American Walking Pony
- Country of origin: United States

Traits
- Height: Up to 14 hands (56 inches, 142 cm);

= American Walking Pony =

American gaited horse breed

The American Walking Pony is a modern American breed of gaited riding pony. It was created by crossbreeding of the Tennessee Walking Horse and the Welsh Pony. Originally developed in Georgia, the breed was established in 1968 after several years of selective breeding. Joan Hudson Brown is credited as the founder of the breed and was the first executive secretary of the breed registry. The original breeding goal was to combine the smooth gait of the Tennessee Walker with the small size and refinement of the Welsh pony. Any combination of the two breeds is acceptable for the registry.

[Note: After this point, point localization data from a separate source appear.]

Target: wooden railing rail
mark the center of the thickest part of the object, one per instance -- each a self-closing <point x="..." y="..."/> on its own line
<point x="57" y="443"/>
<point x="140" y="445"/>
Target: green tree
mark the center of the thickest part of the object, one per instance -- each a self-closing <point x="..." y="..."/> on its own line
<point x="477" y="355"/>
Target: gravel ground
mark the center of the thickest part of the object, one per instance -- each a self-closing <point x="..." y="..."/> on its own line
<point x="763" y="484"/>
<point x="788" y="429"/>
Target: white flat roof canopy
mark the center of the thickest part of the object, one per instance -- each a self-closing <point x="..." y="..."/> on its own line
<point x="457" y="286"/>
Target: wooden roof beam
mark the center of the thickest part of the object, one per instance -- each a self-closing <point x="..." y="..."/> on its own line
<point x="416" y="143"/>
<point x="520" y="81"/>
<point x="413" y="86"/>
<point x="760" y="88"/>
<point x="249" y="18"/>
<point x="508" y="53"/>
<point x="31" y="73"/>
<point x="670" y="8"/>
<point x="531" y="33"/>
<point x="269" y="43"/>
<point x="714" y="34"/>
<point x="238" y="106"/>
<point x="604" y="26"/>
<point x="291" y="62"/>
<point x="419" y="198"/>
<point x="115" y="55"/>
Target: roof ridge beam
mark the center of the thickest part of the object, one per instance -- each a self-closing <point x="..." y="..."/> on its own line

Foundation stock for the breed included BT Golden Splendor, the first stallion recorded with the registry, and the mare Browntree's Flicka, who was given registration number 1. The desired ambling gaits of the breed are smooth, called the Pleasure Walk and the Merry Walk. Ponies are also able to trot and canter, and have been exhibited in five-gaited competition. The gaitedness ability is hereditary, and promoters of the breed claim that it actually can execute seven gaits, stating that this ability is comparable to the famous Tennessee Walking Horse stallion Roan Allen, though the two additional gaits are not specified. In addition to riding, the breed is also shown in formal driving, pleasure driving, and pony show jumping.